The book manages to touch on everything from Abraham Lincoln to the Quakers to a feisty feminist who invented a nearly identical pastime called “The Landlord’s Game.” It culminates in the tale of how one man nearly bankrupted his family and lost his marriage in his quest to uncover the full truth of the board game’s origins. “The Monopolists” is nothing short of fascinating. 

And thus I was filled with glee when I saw a news report about Secret Hitler, a so-called social deduction game that models the rise of fascism in a democracy. Gameplay revolves around five to 10 players who take on the identities of fascists and liberals as they attempt to find and stop a Secret Hitler among them. 

Apparently, this game has taken off like every other entertainment touching on the anxiety of the Trump presidency, including the new TV adaptation of Margaret Atwood’s “The Handmaid’s Tale” and Aldous Huxley’s 1932 novel “Brave New World.”

Secret Hitler got an extra publicity bump in February after one of the creators sent a copy of the game to every U.S. senator with a message that read: “We thought you and your staff might [find] our game relevant as you negotiate the balance of power with the Trump White House.”

What excited me was one story about Secret Hitler that included this quote from a market researcher at Euromonitor International: “People 18 and over have been steadily playing more board games in the last several years, with sales continuing to pick up for” independent titles that are launched on crowdfunding platforms like Kickstarter.

This is stunning in the era of ubiquitous online multiplayer games and the immersive, collaborative game worlds that attract young people. But it almost pales in comparison to the cultural currency that board games held in the late 19th century.
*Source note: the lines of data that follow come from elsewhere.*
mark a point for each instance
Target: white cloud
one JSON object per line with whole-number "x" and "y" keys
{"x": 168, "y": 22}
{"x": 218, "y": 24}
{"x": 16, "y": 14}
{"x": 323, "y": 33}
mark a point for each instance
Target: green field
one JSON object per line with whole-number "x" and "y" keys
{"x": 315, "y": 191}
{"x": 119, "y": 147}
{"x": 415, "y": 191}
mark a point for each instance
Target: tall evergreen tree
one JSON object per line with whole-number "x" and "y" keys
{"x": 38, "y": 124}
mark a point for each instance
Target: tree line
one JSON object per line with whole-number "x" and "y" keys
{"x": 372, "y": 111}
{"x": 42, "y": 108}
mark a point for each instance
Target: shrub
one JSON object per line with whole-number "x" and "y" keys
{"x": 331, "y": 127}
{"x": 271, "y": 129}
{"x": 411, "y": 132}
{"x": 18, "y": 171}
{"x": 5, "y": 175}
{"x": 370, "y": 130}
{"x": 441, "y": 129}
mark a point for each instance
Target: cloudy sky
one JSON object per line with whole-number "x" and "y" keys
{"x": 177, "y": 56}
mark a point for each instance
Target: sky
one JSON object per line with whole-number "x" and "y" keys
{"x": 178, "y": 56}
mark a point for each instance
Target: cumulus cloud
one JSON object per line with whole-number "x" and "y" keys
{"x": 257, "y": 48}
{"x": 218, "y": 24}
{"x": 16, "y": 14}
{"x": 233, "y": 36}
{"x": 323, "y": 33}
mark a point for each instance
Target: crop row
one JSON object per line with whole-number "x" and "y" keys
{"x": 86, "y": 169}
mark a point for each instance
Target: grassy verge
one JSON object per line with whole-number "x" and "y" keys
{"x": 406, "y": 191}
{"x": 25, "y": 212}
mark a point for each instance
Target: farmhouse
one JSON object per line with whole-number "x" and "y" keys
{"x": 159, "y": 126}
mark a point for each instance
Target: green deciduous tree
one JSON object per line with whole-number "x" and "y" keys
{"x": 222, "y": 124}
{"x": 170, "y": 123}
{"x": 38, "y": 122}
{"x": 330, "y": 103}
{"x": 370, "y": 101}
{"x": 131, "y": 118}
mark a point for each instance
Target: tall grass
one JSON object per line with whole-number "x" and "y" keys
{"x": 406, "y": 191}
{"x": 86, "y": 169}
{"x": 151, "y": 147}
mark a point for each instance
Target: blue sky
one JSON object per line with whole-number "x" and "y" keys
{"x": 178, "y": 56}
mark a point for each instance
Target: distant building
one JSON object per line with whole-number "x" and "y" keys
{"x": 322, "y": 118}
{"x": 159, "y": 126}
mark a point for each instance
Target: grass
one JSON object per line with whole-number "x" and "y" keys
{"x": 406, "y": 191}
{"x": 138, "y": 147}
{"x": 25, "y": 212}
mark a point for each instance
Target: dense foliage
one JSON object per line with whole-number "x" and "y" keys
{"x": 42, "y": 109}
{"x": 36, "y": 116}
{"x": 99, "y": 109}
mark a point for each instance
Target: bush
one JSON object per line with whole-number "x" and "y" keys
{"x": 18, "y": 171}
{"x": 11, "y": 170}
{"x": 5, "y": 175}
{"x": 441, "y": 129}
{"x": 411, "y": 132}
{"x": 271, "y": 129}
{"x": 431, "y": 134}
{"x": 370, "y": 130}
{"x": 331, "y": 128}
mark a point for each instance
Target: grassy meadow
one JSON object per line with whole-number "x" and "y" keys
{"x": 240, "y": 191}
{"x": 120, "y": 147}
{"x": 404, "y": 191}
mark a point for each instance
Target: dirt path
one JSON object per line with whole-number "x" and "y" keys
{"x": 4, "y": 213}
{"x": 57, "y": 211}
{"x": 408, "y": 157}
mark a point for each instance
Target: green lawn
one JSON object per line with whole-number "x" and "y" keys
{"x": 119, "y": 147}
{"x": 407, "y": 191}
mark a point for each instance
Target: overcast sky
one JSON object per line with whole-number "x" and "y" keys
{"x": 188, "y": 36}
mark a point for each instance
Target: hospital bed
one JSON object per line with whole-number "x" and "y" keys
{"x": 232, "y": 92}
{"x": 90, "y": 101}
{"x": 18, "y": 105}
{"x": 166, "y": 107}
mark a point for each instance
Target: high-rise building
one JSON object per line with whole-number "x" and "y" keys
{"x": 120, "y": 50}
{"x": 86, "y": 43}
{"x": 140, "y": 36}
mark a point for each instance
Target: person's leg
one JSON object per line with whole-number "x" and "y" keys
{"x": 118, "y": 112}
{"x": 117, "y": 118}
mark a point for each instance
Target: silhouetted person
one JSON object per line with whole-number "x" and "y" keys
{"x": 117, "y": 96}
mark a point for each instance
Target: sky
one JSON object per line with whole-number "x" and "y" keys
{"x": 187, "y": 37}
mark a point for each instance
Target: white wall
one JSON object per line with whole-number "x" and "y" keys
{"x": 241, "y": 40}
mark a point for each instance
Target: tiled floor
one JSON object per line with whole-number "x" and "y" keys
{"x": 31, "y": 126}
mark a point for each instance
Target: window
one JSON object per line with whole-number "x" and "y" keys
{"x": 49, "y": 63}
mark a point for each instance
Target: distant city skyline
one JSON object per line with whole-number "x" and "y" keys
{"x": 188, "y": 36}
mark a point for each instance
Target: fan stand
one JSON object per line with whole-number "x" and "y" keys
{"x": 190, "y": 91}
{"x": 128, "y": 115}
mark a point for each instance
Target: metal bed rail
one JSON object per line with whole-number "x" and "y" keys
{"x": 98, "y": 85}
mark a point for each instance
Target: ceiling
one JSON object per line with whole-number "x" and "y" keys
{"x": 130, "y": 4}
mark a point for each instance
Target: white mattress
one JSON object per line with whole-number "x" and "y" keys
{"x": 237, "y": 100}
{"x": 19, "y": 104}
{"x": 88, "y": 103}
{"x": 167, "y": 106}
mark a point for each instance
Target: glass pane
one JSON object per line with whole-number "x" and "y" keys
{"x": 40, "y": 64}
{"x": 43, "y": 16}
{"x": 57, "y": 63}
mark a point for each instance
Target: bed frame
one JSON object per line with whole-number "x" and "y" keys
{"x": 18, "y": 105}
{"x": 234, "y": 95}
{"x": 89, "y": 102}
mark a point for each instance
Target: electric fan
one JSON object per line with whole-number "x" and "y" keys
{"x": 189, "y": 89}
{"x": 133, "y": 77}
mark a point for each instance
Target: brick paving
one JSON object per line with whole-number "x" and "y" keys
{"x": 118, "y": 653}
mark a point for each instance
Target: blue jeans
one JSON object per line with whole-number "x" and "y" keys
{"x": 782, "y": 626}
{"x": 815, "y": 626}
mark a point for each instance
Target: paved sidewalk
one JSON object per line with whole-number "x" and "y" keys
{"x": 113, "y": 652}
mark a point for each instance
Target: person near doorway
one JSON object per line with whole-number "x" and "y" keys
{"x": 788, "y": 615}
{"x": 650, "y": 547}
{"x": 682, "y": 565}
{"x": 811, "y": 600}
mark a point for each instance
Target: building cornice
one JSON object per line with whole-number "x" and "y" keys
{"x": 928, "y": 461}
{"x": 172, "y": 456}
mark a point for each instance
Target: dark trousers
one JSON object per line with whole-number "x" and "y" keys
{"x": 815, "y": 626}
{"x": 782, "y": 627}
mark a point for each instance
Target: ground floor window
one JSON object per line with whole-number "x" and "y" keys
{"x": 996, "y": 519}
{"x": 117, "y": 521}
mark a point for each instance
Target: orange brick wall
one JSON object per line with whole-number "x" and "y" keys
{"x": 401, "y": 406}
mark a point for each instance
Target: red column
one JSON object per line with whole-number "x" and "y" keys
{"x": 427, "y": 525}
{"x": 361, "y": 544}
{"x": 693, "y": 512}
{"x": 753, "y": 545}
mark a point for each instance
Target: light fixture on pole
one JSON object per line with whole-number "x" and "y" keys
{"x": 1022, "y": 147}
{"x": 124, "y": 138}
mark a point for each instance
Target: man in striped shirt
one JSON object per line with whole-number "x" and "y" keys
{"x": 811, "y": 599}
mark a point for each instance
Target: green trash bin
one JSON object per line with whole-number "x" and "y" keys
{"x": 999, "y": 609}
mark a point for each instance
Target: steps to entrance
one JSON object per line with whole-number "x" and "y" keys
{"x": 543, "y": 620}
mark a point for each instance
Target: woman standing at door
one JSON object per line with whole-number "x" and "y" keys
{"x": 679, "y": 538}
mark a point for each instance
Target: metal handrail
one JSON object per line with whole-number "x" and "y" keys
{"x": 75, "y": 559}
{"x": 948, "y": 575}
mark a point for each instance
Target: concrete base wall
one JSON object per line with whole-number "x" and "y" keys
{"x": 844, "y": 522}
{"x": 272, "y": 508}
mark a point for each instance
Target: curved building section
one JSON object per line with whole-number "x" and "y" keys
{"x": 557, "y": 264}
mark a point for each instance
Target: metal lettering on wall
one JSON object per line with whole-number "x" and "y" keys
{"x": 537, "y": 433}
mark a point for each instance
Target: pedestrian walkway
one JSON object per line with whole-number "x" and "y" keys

According to Pilon, at that time, even though newspapers held a prominent place in American life, board games engaged people in a way few other media could. “Newspapers provided instant gratification, but board games provided community and intimacy. People played them for hours and formed fond associations with them whereas newspapers were eventually discarded and inherently replaceable. Board games were intimate keepsakes.”

(I still have, and play on, the Monopoly set I got as a gift when I was a little kid.)

And indeed board games’ popularity swelled such that, by the early 1970s, college students were holding Monopoly marathons and aspiring to national and world championships.

Even more captivating is the real-life connection between Monopoly sets and World War II.

“During World War II, the Allies used a variety of objects, including games, to smuggle goods in to prisoners of war. Radios were hidden in cribbage boards, silk maps in decks of playing cards, and compasses in buttons or in the lining of clothing,” Pilon writes. “In America, military officers purchased Monopoly boards and steamed off their top layer to create a center cavity. Inside, they placed maps. The process was tricky -- some boards steamed open more easily than others -- and bypassed the direct involvement of Parker Brothers. Other game companies participated in the war effort. Milton Bradley turned its game-making factories into ones that manufactured missiles, submachine guns, rifles, and joints used in aircraft landing gear. The company also continued to manufacture some games for soldiers -- as their founder had done nearly a century earlier during the Civil War.”

Some of this lore made Monopoly internationally representative of what was good about America and a positive symbol of capitalism, which is somewhat ironic given that the game was originally conceived as a critique of American greed. It also lifted the spirits of the members of the armed forces who could well use the diversion. 

Alas, I’ll have to wait until my Secret Hitler game ships and arrives in the mail so I can play with my family. But until then, Pilon has armed me with insider strategies for winning my next Monopoly match.